Stories of Recovery From Former Clients & Staff

Client to Staff Q&A: Meet Mark

Q: How long were you a client at Benilde Hall?

A: About a year and two months.


Q: What groups or activities did you like as a client?

A: I enjoyed the DBT classes. It was an unfamiliar model to me. I've been through treatment several times and the standard recovery stuff has been beaten into my brain for 20 years without any positive effect coming out of it, so it was nice to try from another approach. And I would say SMART Recovery is the same thing. I see SMART Recovery as being based on self-empowerment, and that really was a key piece of me staying sober this time. Learning to take full responsibility for my behavior and my actions.


Q: What did you learn at Benilde Hall as a client?
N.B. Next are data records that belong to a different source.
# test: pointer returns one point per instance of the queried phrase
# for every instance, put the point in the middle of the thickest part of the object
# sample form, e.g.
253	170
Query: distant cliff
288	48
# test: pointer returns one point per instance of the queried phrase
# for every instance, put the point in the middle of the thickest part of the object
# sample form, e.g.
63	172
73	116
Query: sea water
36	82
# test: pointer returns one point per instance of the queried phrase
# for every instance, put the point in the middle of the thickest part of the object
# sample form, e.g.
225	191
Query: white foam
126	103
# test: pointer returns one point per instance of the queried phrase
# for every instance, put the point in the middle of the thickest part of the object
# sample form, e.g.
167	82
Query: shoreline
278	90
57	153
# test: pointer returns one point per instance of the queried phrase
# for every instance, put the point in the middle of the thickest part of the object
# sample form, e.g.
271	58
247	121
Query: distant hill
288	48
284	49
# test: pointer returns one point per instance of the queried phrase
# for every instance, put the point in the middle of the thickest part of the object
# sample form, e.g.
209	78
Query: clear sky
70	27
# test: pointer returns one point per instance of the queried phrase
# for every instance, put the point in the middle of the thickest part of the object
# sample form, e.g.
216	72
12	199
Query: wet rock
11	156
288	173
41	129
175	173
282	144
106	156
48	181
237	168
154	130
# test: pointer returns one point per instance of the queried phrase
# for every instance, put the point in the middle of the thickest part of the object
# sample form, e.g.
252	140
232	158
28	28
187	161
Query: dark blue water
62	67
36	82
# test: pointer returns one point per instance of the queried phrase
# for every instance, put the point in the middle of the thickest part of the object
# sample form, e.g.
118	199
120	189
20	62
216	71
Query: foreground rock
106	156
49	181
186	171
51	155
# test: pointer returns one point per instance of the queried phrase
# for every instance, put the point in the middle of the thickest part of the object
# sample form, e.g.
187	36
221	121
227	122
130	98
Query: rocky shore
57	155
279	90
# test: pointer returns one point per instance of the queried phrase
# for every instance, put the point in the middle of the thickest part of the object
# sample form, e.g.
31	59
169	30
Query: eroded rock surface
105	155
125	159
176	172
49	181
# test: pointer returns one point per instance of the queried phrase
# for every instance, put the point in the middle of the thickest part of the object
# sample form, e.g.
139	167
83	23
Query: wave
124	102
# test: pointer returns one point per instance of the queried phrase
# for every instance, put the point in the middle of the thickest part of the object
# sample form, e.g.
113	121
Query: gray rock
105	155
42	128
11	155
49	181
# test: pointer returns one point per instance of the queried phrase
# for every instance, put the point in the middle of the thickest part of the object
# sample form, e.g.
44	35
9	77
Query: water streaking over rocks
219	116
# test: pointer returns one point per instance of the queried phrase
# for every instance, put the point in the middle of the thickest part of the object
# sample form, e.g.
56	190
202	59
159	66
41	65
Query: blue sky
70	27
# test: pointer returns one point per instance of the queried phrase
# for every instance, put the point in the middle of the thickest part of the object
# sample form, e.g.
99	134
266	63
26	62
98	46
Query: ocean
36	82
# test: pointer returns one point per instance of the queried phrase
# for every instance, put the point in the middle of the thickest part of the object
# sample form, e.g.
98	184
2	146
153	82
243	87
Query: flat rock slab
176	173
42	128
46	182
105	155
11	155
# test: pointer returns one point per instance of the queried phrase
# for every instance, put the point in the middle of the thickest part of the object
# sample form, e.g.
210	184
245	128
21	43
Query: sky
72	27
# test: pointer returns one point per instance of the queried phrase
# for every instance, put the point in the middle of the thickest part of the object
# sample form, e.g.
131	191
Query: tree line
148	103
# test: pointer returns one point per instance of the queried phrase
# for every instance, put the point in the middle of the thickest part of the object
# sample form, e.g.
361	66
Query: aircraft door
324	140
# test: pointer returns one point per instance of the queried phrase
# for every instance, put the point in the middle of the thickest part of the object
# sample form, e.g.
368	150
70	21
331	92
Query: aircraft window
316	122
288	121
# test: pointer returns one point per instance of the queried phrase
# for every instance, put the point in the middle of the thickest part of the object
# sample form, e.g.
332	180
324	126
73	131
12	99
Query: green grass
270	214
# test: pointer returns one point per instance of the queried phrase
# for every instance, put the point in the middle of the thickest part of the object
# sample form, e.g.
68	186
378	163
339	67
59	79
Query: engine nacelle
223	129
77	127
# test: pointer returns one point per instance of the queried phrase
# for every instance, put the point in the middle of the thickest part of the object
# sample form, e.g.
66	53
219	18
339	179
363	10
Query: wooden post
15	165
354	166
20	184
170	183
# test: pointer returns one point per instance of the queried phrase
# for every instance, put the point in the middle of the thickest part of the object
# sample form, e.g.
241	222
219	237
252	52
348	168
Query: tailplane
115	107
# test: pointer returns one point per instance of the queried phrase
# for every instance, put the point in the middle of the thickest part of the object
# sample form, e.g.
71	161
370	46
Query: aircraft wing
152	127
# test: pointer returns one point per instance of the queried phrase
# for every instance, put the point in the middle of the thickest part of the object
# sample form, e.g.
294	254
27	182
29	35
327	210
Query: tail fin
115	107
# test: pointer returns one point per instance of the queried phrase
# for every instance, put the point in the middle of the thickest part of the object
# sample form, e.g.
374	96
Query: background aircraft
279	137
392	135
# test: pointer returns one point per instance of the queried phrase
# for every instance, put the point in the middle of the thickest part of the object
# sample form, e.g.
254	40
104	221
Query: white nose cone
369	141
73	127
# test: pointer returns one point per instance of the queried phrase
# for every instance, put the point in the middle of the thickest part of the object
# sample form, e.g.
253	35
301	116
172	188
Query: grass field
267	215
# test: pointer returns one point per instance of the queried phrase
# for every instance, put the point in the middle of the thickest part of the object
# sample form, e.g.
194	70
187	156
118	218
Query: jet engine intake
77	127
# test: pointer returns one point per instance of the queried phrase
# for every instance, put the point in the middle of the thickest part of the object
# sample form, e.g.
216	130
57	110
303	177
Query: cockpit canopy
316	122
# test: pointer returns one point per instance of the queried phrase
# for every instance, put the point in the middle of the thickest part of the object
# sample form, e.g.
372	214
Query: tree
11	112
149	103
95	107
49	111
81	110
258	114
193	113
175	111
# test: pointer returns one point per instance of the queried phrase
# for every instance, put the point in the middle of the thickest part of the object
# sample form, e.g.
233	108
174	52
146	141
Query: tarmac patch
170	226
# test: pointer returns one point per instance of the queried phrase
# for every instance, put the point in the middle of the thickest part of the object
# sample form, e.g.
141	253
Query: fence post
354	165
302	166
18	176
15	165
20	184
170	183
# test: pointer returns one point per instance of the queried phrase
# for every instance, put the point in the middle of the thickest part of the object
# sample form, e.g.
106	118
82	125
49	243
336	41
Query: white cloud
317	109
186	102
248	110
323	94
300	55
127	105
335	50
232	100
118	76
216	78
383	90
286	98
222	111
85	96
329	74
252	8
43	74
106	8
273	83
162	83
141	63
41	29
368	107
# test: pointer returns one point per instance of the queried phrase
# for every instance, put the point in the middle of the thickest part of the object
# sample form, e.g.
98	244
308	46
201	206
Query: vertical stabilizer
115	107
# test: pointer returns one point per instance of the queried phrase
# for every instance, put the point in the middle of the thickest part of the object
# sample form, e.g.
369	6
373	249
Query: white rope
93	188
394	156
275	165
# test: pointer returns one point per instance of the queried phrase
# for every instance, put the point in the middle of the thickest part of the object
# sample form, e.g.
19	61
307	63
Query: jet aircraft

A: To stop being in so much of a hurry. Previous attempts at sobriety or cookie-cutter approaches, run ya through at 30 days and they kick you out into the world and I would be far from prepared to actually live a life in recovery. The biggest benefit of Benilde Hall was that I was allowed to stay here long enough to get some things figured out for myself. It took a long time before the war that was going on inside of my head slowed down enough that I could develop a perspective that would actually keep me sober.


Q: What is it like to work at Benilde Hall after being a client?

A: I think it's awesome. What it is, is it's a continuum of support. It's like baby steps towards living a full and normal, self-directed life. Another problem with my rehabs in the beginning is I live in this little soft cocoon called rehab, and then I'm thrown out in the big, cruel world and I'm not strong enough. But here at Benilde Hall, I started here, and then I moved to the recovery house and then I started working here, and then I moved to the apartment and these baby steps towards a normal life made the transition more palatable. It made the change slow enough that I didn't panic and overreact. Sometimes I'll get myself into a hysterical state of mind trying to fix the entire world in one day. And what happens is, it's not sustainable. You cannot stay in that mode. You wear yourself out, and you get to the point that you say, "Screw it," and you go back to what's familiar, using drugs and alcohol. To be able to move through the change one step at a time, I consider it absolutely essential and why I am sober today and sitting here.


Q: How has Benilde Hall helped in your recovery?

A: There are certain counselors here that I developed a close enough relationship with that I actually believed and trusted what they were telling me. It went beyond just the clinical. I'm a fairly well-educated individual. I know the answers to my questions before I even state them and having someone reflect those answers back at me is of no benefit to me. But to be sitting across the table from somebody who genuinely cares about me, and can put it in their own words how they dealt with it. The key word in all this is trust. I trusted them. Danny was a huge part in this. Me and Danny come from very different backgrounds. But over the course of a year and a half, he never on one occasion told me one single thing that didn't turn out to be accurate on a long enough timeline. So I trusted the people who were helping me grow, which it's very, very difficult for me to trust people. And it's not that I think they're gonna hurt me. It's that I think they don't know what they're talking about, and to develop that relationship where a mentor isn't just a mentor by name. A mentor is someone who you believe in and trust and it's almost like a parental relationship when you're growing up. It was the personal relationship I developed with the staff over time, that allowed me to take the walls down that I put between me and the rest of the world.